Pues bien, entregado de lleno a observar detenidamente al
candidato popular, principié a darme cuenta de que éste
carecía de regularidad. Alternaba actuaciones
extraordinarias con otras donde daba la impresión de poder
quedarse dormido en el estrado. Transmitía una especie de
modorra que me hacía bostezar. Y una duda se apoderó de mí y
me hizo preguntarme: ¿Tendrá Rajoy problemas de falta de
sueño o serán las malas digestiones las que lo llevan a
pegar petardos cuando le toca parlamentar por las tardes?
Y sumido en esa duda, llega un día Rajoy a Ceuta y me entero
de que el hombre tiene algo más que un buen saque en la
mesa; es decir, que es de los que se ponen a comer y no
quieren parar nunca.
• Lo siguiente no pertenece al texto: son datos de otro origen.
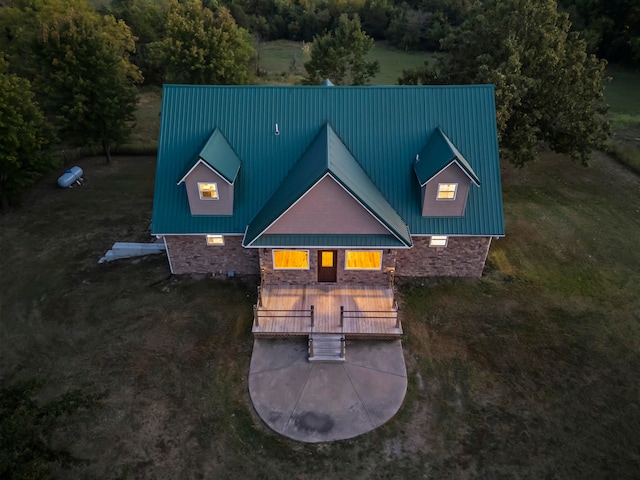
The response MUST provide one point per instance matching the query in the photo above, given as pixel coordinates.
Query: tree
(22, 135)
(203, 47)
(340, 55)
(548, 89)
(147, 20)
(79, 62)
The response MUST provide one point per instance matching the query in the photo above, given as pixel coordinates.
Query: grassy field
(530, 372)
(276, 62)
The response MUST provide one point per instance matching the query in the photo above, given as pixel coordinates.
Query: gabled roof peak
(327, 154)
(218, 155)
(437, 154)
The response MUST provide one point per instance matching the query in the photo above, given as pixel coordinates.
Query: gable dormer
(445, 177)
(210, 178)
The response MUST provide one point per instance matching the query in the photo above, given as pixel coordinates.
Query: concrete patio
(323, 402)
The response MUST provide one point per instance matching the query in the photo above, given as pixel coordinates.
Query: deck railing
(370, 314)
(264, 313)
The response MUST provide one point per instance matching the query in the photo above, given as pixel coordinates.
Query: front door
(327, 265)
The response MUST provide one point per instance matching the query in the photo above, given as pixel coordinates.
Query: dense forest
(611, 28)
(69, 74)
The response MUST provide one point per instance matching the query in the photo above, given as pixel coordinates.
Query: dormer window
(208, 191)
(447, 191)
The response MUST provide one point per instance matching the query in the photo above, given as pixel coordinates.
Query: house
(314, 186)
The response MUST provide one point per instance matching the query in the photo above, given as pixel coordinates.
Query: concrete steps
(327, 347)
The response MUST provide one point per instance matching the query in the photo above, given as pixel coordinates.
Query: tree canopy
(79, 64)
(548, 89)
(22, 135)
(340, 55)
(203, 47)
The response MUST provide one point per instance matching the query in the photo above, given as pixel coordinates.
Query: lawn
(528, 372)
(531, 371)
(276, 61)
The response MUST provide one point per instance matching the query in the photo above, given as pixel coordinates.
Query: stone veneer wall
(462, 257)
(191, 254)
(310, 276)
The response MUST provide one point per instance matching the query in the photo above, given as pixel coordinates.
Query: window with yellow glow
(363, 260)
(208, 191)
(291, 259)
(215, 240)
(438, 241)
(447, 191)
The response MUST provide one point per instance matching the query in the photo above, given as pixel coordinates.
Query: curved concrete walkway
(322, 402)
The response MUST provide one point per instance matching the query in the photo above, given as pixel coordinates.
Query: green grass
(528, 372)
(393, 62)
(623, 96)
(275, 61)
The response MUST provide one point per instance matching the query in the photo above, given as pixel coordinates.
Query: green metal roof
(329, 241)
(383, 128)
(219, 155)
(327, 154)
(437, 154)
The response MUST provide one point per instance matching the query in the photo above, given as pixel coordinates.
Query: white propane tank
(74, 174)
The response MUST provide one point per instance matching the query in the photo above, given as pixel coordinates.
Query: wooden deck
(369, 312)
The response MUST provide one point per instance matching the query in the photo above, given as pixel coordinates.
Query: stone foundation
(462, 257)
(191, 254)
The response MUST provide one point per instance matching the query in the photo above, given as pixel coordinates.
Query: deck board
(285, 310)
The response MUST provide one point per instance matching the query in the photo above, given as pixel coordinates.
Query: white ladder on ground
(326, 347)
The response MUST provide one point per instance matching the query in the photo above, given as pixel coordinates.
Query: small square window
(291, 259)
(438, 241)
(447, 191)
(215, 240)
(208, 191)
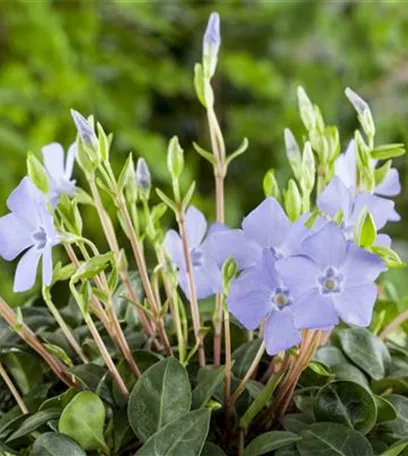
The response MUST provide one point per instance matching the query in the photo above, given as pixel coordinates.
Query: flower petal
(248, 301)
(174, 247)
(26, 270)
(221, 245)
(53, 157)
(327, 247)
(196, 226)
(47, 265)
(15, 236)
(24, 201)
(361, 267)
(280, 332)
(355, 304)
(391, 185)
(267, 224)
(299, 274)
(314, 311)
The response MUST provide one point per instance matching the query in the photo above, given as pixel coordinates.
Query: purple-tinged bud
(211, 44)
(143, 178)
(85, 130)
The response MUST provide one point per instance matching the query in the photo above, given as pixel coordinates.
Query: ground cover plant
(282, 336)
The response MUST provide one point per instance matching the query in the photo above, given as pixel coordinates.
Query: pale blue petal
(223, 244)
(314, 311)
(300, 274)
(174, 247)
(47, 265)
(15, 236)
(280, 332)
(53, 157)
(248, 301)
(26, 270)
(267, 224)
(361, 267)
(24, 201)
(327, 247)
(391, 185)
(196, 226)
(355, 304)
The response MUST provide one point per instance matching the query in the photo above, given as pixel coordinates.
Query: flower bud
(211, 45)
(175, 158)
(143, 178)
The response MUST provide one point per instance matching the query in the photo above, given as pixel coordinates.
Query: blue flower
(59, 170)
(259, 296)
(28, 228)
(337, 197)
(346, 169)
(332, 278)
No me extrañó, por tanto, que las
patatas con chocos que le sirvieron en el Tryp lo dejaran
exhausto y dominado por una especie de duermevela fatigosa.
Y, claro, a la hora del chamulle el gallego dejó en ridículo
a Umbral y me descorazonó a mí.
Eso sí: en vista de que no soy muy dado a arrojar la toalla
a las primeras de cambio, bien pronto tuve la oportunidad de
comprobar que cuando el jefe de la oposición se lo toma en
serio, y deja a un lado su pereza y domina su conocida
voracidad en la mesa, cuaja actuaciones magníficas.
La que mejor le recuerdo a Rajoy sucedió en febrero del
2005, cuando el Lendakari Ibarreche llegó a Madrid
engallado y dispuesto a imponer sus ideas y amenazando con
romper las reglas del juego si se le decía no a su plan
independentista. Ese día en el cual se emplazó el vasco en
el centro del hemiciclo y olvidó que una nación es un cuerpo
de asociados que viven bajo una ley común y están
representados por la misma legislatura. Menos mal que se
encontró con lo que no esperaba: un Mariano Rajoy en su
plenitud parlamentaria. Y caí en la cuenta de que ese era el
hombre del cual nos hablaba Umbral.
Cuando escribo es lunes y aún no ha intervenido el jefe de
la oposición en el Congreso. Espero, pues, que su
intervención no se desgracie por una mala digestión. Aunque
los heliogábalos suelen ser incorregibles.